Stoller: We didn't really get notes from the Henson Company, but we did hear from the puppeteers, who know this stuff backwards and forwards. And they'd have little suggestions here and there, like 'I'm not sure about that joke.' There were moments where Kermit says something a little bit mean and the puppeteers told us, 'He never says anything mean, ever. Even if he gets exasperated, he never gets mean.' Stuff like that we would change because we're new to this world and those guys are the reason it's been around for so long. In terms of Disney, I've worked at Universal for the movies I've directed and they're super cool and offer lots of creative freedom. So I didn't know what Disney would be like, but they were totally onboard with our vision. They got it. There are a lot of weird jokes in the movie and at no point did they say 'Take that out, people won't understand it.' They just wanted to make sure that the story and the characters were clear. At one point, they flew us up to Pixar so we could do a table read for them and make sure the storytelling was clear. So that was their main concern.
TWoP: The early Muppet movies have a self-aware attitude about them -- the characters know that they're in a movie. Was that something you wanted to bring back here?

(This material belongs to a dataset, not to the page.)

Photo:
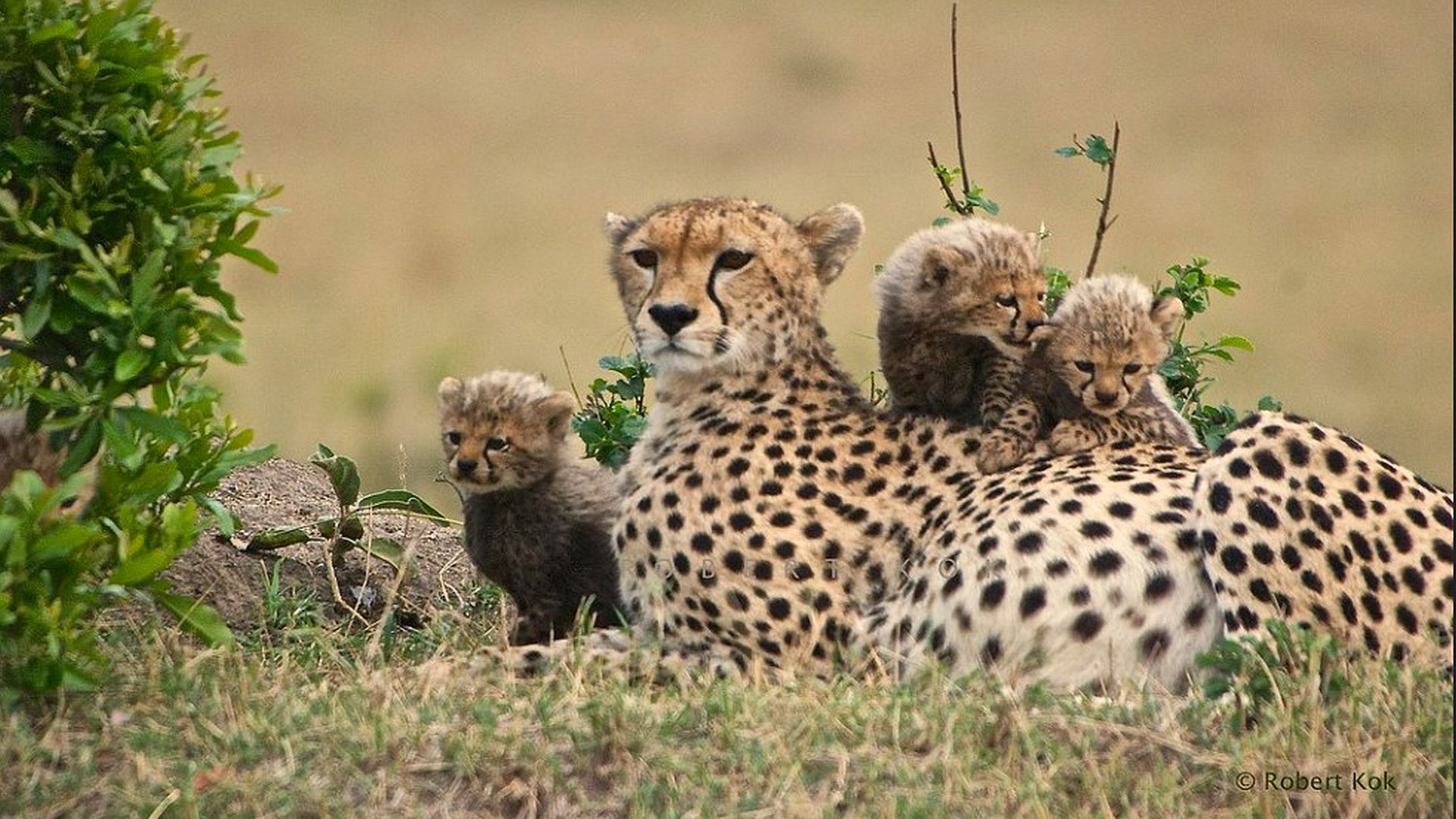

Stoller: Yeah, as a comedy writer, I'm always praying for the day I can tell a self-aware/break-the-fourth-wall style of joke. I don't get to do it often, so it was awesome to do that here. In the original Muppet Movie, they literally carry the script around with them and refer to it. That kind of thing is just part of their world. As long as you're not undercutting the emotional moments too hard with that stuff, it's kind of a natural thing.